Es ist Pfingstsonntag 2018. Irgendwann zwischen 10 und 19 Uhr. Irgendwo auf dem Ruhrtalradweg. Es ist in der Zwischenzeit viel zu warm geworden – zumindest im Vergleich zu den ersten 24 Stunden. Die Sonne brennt von oben. Der Radweg ist voll, dauernd gehen die Klingeln und ständig wird ausgewichen. Der Asphalt ist warm, die Bänke besetzt – das muss sie sein. Die Hölle, von der immer alle reden.

Von hinten kommt die Ansage: “Wasser”. Zwei Räder kommen nach vorne. Der VPsucher nimmt seine Flasche entgegen und auch ich bekomme meine gereicht. Kurze Konzentration, ein tiefer Zug lauwarmes Wasser, Flasche abgeben und das wars. Ein ewig gleiches Spiel. Seit Stunden. Jedes Mal stelle ich mir die Wassermenge vor, die ich schon getrunken haben muss. Man ist doch erstaunlich gut versorgt an diesem schlimmen Ort.

Unsere Crew leistet Unfassbares. Unterhält uns wenn es passt und, mindestens genau so wichtig, lässt uns (mich) in Ruhe, wenn es nötig erscheint. Fährt zwei Autos und zwei Fahrräder die Ruhr runter, wechselt Reifen, versorgt sich und alle unsere Crew-Gäste bestens, kauft Wasser nach, liest uns unsere Wünsche von den Augen ab, kämpft sich durch den Verkehr, packt das Auto ein und aus und ein und aus und ein und aus und ein und aus. Und es funktioniert fantastisch. Gerade in den harten Phasen greift alles ineinander – ein perfekt funktionierender Motor. Das war ein sehr besonderes und erhebendes Erlebnis für uns!

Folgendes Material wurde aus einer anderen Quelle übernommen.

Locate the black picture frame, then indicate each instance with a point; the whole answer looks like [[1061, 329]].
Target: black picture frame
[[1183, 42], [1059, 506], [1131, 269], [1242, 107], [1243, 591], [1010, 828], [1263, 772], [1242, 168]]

Eigentlich ist es also doch alles gar nicht so schlimm wie es scheint.

Gar nicht so schlimm!

Und dann noch das: wir (und das schließt mich mit ein) laufen immer wieder längere Strecken. Zwar langsam, aber beständig. Sowohl diesseits als auch jenseits der 200 km. Warum hat denn niemand gesagt, dass das alles so einfach ist. Nein, im Ernst: es ist anstrengend, ja, aber es ist auch möglich und es geht voran. Ein wichtiger Sieg über mich selbst. Das Gefühl war bisher noch nie so klar da und es fühlt sich gut an. Dieses Mal wird es ein gutes Ende nehmen. Keine großen Zweifel, kein Auto 6 km vor Schluss, kein Bangen und kein Zittern. Auch wenn ich nach dem Auto gerufen habe war das eher ein Zeichen dafür, dass der Humor diesmal ebenfalls durchhalten würde und eine Warnung an das Rheinorange: sometimes we have to win too! Ich war mir tatsächlich schon am Samstag Morgen recht sicher, dass es gehen wird – und das war auch ein neues Gefühl.

Ruhr226 😀

Trotz der Unannehmlichkeiten die 35 Stunden Laufen so mit sich bringen sind die letzten Kilometer wunderbar. Wie der ganze Lauf eigentlich. Das nimmt uns keiner mehr. Viele von euch wollten informiert werden, haben mitgefiebert, waren vor Ort und haben geholfen. Wir hoffen euch das Ultralaufen etwas näher gebracht zu haben – mit allem was dazu gehört. Das Ding war für euch!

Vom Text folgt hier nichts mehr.